Effect of device coverage on device dispensing
by Robert W. Massof, Ph.D.This is a very valuable reference that provides important data to those of us interested in making the case for Medicare coverage of vision assistive equipment (VAE). I am interested in learning if the existence of ADP coverage of VAE has affected the dispensing of VAE in Ontario, for better or worse.

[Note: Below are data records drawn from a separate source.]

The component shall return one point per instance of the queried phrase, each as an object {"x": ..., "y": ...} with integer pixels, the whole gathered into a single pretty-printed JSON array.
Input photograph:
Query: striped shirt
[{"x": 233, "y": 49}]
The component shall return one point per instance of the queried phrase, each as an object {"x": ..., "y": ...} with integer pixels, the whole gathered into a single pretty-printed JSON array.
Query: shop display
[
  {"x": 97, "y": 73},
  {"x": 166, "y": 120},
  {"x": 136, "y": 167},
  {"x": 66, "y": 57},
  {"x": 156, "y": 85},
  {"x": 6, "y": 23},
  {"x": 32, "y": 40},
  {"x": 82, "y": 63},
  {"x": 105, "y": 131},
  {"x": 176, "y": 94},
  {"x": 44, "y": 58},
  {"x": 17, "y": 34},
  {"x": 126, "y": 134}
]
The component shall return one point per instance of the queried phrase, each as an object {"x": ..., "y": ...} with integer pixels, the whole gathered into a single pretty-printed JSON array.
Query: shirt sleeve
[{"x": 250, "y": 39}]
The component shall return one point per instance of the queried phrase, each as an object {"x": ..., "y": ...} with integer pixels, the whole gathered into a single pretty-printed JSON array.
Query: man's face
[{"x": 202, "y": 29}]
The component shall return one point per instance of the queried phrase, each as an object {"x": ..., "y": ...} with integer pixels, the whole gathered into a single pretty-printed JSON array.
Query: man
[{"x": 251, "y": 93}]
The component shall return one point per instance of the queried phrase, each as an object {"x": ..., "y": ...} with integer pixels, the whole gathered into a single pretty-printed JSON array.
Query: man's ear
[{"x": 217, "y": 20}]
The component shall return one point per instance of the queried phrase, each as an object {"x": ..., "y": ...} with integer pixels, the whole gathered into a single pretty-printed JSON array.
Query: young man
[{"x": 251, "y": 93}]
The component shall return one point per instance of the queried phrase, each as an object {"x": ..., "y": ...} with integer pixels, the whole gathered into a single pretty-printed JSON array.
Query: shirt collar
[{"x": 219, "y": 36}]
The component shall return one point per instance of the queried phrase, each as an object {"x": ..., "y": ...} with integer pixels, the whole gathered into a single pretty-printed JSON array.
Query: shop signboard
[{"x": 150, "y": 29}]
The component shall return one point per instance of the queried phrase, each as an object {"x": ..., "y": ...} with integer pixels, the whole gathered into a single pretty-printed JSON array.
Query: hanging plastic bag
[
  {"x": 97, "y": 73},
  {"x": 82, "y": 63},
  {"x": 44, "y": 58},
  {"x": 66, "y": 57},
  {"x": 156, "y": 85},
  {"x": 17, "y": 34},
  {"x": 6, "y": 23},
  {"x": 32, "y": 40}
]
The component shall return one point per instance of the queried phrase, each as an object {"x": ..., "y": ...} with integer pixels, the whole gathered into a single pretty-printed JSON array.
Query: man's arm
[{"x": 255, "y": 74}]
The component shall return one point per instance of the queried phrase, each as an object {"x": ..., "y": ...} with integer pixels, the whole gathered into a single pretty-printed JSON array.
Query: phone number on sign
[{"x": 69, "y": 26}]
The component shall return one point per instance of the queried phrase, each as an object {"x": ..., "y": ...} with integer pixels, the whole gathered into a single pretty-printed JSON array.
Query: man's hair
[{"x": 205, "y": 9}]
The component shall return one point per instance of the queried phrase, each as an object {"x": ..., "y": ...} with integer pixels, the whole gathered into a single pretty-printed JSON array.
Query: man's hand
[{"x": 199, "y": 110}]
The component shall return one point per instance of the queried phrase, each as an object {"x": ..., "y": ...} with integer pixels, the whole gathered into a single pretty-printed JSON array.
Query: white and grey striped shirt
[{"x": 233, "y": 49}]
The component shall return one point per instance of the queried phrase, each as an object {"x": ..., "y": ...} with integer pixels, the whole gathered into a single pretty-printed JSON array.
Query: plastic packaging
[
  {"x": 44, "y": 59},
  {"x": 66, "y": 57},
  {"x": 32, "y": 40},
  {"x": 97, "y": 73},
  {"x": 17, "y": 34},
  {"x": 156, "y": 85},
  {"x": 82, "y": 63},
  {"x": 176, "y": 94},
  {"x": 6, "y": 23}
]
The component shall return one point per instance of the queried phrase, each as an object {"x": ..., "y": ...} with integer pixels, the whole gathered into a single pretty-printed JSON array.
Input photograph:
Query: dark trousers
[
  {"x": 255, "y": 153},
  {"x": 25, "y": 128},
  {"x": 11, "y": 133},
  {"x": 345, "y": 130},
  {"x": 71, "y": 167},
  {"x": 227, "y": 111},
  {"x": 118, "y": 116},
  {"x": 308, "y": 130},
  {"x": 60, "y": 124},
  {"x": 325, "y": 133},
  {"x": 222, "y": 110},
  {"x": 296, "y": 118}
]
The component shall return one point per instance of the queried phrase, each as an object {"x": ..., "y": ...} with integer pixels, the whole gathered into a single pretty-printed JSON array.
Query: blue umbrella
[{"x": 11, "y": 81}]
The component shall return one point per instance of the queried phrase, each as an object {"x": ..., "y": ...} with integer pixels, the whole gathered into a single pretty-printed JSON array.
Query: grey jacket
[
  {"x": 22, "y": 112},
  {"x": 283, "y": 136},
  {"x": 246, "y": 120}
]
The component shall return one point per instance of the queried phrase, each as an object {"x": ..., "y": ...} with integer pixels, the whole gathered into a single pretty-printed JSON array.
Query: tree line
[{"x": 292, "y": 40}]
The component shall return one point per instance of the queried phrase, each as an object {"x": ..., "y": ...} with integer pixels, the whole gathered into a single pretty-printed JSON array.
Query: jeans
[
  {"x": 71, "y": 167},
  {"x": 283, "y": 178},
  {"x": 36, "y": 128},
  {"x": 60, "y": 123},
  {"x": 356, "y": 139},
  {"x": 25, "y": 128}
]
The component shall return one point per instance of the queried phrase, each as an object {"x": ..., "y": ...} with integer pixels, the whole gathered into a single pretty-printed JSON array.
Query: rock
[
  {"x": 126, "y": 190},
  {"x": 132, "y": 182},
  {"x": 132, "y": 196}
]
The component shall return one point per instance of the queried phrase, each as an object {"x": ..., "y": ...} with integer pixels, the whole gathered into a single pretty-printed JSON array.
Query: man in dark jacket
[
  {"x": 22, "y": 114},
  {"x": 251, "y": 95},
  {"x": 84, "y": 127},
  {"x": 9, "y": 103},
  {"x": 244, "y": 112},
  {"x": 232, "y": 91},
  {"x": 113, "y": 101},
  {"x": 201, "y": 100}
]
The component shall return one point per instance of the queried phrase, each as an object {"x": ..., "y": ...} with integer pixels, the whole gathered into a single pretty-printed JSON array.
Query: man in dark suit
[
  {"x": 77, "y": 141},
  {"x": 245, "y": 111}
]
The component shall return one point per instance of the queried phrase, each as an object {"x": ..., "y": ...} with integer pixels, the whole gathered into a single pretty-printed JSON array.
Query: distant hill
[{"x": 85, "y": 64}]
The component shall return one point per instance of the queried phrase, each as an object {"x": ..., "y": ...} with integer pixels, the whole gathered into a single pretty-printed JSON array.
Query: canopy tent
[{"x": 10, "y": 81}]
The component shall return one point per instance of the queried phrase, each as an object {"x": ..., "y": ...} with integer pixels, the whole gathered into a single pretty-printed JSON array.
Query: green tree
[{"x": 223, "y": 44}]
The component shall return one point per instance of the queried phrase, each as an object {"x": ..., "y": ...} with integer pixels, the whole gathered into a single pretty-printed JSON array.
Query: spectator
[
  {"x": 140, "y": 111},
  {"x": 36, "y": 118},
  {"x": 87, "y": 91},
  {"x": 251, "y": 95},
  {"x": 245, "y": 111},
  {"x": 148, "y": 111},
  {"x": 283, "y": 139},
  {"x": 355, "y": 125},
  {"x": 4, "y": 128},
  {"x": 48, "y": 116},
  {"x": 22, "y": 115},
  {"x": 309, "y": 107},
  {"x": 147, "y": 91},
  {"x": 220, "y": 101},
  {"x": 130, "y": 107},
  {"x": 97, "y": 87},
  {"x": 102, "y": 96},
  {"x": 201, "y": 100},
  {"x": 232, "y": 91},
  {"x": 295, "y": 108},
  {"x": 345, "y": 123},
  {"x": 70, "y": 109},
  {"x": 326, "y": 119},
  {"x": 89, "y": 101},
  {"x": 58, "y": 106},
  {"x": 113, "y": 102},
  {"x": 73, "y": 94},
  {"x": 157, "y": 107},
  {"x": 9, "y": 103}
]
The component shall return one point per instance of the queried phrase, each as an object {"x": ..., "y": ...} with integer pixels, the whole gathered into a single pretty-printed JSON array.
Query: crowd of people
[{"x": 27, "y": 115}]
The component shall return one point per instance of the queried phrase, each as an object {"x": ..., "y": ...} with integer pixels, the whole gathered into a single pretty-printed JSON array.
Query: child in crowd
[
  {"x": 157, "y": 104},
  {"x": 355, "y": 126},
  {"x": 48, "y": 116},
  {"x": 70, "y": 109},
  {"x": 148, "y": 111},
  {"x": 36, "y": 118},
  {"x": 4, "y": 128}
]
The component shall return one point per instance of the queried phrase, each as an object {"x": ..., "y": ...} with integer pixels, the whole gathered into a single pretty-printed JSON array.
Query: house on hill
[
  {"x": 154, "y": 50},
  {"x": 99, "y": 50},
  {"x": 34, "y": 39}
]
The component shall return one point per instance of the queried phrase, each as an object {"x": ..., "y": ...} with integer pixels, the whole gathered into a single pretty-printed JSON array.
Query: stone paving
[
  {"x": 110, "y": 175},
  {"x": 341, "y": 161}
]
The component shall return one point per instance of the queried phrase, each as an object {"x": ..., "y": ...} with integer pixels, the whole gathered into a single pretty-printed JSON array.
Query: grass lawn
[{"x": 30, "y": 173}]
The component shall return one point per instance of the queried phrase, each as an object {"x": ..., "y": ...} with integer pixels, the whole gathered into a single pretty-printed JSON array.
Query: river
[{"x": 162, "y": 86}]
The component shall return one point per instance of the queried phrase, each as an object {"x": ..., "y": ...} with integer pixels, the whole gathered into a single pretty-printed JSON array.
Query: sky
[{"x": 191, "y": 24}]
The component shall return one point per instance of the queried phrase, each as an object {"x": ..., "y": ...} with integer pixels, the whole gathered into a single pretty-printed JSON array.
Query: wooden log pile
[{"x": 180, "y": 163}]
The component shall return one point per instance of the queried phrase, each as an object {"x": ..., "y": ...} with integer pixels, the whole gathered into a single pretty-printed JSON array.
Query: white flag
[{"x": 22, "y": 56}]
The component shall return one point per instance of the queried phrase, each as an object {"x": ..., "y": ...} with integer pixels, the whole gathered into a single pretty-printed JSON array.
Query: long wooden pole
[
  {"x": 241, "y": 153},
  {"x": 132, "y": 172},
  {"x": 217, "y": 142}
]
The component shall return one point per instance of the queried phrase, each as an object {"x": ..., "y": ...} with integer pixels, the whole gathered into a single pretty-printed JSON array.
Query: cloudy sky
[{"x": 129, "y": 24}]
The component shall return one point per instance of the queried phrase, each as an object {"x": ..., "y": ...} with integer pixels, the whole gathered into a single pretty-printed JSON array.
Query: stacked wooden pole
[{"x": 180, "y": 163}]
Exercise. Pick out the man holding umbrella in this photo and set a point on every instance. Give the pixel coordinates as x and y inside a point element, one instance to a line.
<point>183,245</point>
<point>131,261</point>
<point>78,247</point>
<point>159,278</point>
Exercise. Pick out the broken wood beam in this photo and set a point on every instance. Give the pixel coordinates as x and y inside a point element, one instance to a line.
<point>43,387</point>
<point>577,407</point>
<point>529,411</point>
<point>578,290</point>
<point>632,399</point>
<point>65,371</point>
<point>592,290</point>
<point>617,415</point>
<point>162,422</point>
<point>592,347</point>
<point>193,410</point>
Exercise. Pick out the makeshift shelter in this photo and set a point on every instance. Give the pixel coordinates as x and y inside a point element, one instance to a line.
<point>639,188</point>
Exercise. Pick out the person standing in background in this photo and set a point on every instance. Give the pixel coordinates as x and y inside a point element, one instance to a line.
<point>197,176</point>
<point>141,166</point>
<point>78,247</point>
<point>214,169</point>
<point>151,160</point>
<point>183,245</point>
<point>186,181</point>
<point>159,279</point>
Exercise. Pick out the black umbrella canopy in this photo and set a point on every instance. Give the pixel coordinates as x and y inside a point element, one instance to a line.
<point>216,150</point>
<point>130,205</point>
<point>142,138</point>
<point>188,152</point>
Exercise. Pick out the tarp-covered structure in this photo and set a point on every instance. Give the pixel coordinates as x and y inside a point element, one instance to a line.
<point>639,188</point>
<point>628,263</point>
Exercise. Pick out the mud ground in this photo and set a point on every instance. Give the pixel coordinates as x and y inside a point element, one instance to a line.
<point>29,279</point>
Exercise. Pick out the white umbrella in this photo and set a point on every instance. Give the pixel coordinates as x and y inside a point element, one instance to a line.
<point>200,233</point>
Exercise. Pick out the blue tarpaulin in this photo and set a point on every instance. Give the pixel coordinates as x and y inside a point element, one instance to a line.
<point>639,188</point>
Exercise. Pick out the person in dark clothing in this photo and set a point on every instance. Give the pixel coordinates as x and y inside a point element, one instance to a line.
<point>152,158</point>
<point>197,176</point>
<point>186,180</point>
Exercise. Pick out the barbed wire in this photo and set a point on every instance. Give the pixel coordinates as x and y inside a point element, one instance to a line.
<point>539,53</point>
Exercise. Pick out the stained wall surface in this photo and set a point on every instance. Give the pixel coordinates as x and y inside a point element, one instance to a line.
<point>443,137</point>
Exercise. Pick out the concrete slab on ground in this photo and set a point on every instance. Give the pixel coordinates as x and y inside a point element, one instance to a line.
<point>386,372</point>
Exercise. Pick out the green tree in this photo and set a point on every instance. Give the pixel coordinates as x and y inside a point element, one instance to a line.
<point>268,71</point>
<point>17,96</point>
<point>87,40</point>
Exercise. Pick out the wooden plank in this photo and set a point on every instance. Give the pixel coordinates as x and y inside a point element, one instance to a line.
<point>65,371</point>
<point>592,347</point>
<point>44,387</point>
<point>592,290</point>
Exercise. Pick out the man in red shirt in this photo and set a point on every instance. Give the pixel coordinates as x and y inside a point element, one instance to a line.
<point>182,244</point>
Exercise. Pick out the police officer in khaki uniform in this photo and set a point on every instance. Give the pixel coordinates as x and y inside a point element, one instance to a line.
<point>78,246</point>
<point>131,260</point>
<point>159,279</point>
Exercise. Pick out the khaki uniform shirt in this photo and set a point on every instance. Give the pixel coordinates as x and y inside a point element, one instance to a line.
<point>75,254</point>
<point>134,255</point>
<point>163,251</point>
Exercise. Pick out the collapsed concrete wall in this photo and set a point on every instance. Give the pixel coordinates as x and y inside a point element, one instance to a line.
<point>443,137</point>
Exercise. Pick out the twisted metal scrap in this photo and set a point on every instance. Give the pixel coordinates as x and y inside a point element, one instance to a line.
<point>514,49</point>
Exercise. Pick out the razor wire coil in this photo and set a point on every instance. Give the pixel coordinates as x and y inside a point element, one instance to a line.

One might expect dispensing to diminish because the availability of coverage would discourage self-pay, while the documentation burden and eligibility constraints would discourage filing for ADP coverage. Considering the fact that optometrists practicing low vision outnumber ophthalmologists practicing low vision by as much as 8 to 1, but optometrists are not eligible to authorize ADP coverage claims for their patients, how do optometrists' patients acquire devices? Do they self-pay, or does the patient have to be referred to an ophthalmologist for authorization?